Renaming yourself can be disorienting to everyone who knows you
- but of course, that's part of the point.
And part of the point of Gemini itself lies in shape shifting.
Sometimes, as this Gemini season reminds us, turning your life
around is simply a matter of throwing off your persona and constructing
a new one from scraps of memory and imagination. So the Gemini
New Moon is a good time to think about what you call yourself
- not just your name, but your titles: mother, son, wife, CEO.
And most of all, to rethink the secret names you call yourself,
some of which - like playground nicknames - probably aren't very
nice. Names like loser, slacker, underachiever, fat, ugly, dumb.

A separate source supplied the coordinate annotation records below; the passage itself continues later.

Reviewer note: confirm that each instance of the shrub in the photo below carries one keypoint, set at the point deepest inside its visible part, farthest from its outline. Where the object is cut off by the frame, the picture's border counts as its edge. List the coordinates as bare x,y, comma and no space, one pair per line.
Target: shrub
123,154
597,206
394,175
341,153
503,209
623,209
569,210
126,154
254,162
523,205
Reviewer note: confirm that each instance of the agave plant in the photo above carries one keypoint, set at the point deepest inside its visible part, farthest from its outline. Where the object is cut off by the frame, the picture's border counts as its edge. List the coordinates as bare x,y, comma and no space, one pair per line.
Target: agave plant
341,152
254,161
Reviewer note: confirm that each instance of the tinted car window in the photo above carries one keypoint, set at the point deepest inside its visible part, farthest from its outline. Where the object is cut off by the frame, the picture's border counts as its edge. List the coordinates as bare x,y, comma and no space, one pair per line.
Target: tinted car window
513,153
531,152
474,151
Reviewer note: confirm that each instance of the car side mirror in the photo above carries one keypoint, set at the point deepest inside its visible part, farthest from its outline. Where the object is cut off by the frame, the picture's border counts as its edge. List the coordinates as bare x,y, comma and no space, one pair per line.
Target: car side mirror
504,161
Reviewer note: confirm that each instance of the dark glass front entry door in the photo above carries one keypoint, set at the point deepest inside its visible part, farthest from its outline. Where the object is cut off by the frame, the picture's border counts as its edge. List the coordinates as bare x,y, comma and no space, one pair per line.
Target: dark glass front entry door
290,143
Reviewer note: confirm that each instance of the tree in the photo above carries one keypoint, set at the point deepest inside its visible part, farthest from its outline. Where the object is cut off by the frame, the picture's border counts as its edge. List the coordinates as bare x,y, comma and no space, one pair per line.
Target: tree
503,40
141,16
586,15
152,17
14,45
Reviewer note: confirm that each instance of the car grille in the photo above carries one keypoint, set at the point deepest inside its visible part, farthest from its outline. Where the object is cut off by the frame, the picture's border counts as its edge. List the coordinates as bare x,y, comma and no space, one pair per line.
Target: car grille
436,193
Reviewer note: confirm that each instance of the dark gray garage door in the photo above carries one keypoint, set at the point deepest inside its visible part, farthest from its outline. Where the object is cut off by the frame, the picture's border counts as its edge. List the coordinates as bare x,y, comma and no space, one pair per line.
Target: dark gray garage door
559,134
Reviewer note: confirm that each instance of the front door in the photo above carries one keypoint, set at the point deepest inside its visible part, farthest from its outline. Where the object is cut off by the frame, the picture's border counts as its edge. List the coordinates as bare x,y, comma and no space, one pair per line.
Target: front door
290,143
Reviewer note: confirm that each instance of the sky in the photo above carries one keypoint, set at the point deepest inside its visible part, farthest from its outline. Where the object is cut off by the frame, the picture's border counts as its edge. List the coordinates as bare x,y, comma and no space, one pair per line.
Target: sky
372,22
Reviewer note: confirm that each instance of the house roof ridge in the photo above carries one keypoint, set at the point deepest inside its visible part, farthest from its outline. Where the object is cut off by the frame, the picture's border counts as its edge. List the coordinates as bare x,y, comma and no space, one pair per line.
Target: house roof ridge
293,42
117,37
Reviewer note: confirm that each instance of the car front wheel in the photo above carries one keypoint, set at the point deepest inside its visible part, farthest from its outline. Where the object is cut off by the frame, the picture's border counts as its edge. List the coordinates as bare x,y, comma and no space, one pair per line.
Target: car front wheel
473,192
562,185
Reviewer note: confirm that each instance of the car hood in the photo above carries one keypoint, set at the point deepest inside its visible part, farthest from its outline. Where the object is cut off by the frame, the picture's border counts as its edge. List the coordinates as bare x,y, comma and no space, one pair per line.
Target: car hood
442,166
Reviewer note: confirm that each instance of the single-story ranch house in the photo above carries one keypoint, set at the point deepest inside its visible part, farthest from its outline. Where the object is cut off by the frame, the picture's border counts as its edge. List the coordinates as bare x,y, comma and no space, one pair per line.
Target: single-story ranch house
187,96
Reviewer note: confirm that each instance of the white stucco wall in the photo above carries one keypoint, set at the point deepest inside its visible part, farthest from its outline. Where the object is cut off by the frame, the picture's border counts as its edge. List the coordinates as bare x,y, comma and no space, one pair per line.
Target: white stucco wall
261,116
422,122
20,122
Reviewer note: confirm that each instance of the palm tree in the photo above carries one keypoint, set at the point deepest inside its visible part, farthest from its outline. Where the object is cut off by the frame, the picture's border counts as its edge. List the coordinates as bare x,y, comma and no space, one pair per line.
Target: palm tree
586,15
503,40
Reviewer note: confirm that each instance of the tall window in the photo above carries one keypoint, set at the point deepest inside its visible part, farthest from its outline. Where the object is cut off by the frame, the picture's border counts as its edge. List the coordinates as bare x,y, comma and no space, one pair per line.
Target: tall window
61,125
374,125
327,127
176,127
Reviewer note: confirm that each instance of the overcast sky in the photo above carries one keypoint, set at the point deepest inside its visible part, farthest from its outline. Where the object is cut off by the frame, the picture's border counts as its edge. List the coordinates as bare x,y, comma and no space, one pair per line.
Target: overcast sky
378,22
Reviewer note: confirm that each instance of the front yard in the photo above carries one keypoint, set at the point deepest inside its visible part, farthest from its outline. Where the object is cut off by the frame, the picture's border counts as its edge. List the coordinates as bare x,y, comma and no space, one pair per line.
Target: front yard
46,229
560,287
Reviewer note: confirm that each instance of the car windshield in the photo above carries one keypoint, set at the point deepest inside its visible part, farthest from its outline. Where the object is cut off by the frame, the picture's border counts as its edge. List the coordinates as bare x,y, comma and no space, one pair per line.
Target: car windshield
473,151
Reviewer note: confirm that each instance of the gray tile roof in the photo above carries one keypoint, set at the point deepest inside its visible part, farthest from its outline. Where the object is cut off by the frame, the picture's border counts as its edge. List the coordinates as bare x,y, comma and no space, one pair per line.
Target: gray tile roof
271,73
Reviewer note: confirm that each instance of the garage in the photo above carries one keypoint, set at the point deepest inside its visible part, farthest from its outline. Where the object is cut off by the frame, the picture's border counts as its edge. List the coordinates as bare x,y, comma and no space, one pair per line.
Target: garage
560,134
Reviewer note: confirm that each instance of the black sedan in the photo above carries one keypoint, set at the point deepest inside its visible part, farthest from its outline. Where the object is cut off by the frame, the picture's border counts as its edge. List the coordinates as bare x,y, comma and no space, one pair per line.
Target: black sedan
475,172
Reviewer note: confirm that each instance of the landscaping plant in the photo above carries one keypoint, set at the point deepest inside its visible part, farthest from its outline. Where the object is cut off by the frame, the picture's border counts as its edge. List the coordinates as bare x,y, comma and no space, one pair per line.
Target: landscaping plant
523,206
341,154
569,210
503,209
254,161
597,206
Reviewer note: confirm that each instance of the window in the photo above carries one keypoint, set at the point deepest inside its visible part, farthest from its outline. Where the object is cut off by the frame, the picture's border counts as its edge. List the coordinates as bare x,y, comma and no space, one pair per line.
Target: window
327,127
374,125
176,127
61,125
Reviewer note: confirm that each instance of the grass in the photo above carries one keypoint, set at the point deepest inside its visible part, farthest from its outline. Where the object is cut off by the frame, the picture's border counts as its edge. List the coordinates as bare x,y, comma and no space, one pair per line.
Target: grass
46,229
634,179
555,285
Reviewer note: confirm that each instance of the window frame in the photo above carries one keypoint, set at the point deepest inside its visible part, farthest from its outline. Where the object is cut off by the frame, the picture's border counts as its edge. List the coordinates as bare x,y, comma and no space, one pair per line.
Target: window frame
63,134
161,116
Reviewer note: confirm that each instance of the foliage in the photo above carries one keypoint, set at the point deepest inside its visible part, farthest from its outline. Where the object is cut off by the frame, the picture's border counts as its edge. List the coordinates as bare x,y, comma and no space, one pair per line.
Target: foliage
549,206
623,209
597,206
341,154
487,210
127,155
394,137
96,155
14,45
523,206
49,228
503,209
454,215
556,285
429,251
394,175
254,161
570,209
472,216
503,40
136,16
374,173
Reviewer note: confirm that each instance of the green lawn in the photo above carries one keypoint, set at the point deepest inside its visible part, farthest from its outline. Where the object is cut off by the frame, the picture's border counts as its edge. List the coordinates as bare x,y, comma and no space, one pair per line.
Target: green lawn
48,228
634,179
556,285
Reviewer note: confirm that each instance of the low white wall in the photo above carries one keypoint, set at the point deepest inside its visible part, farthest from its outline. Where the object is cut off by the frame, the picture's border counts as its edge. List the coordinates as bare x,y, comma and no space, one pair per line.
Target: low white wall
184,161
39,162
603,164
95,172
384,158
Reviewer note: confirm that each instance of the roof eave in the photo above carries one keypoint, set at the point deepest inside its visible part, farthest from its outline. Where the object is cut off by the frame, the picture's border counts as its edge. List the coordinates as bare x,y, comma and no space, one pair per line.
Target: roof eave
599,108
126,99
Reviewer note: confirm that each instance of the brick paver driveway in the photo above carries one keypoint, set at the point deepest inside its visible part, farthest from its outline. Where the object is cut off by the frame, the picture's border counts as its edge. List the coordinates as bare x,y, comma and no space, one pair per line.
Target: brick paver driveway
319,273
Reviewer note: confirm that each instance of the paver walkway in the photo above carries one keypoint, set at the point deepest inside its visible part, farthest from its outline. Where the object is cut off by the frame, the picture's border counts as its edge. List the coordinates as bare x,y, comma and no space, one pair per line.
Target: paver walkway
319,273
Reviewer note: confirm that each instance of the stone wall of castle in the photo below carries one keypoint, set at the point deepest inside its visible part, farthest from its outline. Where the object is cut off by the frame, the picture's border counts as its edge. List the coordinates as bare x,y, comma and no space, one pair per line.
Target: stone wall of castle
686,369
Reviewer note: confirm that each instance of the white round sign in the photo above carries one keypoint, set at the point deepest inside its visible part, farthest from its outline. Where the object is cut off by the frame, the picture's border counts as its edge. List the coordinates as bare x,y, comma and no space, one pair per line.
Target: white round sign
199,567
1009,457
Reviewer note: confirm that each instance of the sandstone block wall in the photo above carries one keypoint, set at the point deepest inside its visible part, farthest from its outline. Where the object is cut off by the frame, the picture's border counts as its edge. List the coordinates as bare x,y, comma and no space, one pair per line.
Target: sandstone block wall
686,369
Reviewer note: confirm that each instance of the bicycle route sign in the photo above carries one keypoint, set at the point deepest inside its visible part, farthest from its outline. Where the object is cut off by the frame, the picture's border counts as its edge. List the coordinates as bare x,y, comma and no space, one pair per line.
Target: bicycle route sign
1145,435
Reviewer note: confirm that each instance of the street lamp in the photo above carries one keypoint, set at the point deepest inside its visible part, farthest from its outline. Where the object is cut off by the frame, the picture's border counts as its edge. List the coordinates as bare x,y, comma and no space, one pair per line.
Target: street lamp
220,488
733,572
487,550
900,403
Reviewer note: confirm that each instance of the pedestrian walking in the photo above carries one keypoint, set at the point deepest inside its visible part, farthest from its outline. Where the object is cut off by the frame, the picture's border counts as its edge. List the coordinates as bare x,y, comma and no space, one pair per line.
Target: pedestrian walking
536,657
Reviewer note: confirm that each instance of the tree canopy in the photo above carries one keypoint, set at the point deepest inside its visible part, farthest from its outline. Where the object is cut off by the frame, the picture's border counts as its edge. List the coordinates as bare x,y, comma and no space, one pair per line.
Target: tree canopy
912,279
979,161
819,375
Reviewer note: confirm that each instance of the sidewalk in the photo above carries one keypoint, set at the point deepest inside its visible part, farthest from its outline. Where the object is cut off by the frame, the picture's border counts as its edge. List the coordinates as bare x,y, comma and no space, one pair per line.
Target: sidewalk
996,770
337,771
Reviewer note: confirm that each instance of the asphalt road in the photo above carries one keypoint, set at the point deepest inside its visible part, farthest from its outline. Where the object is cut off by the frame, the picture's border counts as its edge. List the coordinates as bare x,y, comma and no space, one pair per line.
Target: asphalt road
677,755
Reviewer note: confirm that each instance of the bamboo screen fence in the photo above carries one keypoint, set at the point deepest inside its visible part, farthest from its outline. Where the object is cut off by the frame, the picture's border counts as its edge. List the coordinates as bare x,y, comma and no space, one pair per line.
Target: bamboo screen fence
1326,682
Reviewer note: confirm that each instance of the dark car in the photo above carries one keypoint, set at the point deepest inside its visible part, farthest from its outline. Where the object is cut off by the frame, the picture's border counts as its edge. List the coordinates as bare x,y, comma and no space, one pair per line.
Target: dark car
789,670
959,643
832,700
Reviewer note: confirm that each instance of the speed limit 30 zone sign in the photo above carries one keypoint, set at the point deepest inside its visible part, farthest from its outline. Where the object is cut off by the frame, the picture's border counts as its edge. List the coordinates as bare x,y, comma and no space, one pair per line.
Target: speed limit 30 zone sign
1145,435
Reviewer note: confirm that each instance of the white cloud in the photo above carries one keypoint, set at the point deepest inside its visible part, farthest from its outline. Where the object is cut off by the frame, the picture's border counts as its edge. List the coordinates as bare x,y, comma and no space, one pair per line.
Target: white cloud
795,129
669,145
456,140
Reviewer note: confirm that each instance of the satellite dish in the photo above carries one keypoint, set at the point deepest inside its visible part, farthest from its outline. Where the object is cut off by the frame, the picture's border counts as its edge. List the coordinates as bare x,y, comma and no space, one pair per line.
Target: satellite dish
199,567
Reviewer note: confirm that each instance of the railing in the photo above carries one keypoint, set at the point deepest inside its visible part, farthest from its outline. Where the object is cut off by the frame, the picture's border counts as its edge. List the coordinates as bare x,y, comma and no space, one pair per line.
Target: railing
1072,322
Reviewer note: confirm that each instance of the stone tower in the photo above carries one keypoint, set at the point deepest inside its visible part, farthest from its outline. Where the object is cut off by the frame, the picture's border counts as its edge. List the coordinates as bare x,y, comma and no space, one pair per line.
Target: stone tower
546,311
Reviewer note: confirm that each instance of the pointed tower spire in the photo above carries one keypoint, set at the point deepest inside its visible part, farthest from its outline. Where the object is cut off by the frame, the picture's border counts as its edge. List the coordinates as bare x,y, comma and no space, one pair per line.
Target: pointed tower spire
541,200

Even if you don't always come out on top, even if you've put on
a few pounds and gotten a bad haircut, even if you didn't score
as well as you'd have liked on your SATs - Gemini hastens to reassure
you, You're not just one thing. As much as impish Mercury
likes the challenge of reducing us to just a few words, even he
doesn't insist that those words remain static.
The truth is, no one adjective, no one name, could possibly
contain you. You're not your failures. You're not your successes.
You're not the name your family gave you, or the cruel nicknames
you were given on the schoolyard. At this liminal, magical New
Moon, remember everything else that you are. Imagine yourself
differently, and give that imagining a bright and joyful name
all its own. It's never too late to be someone new.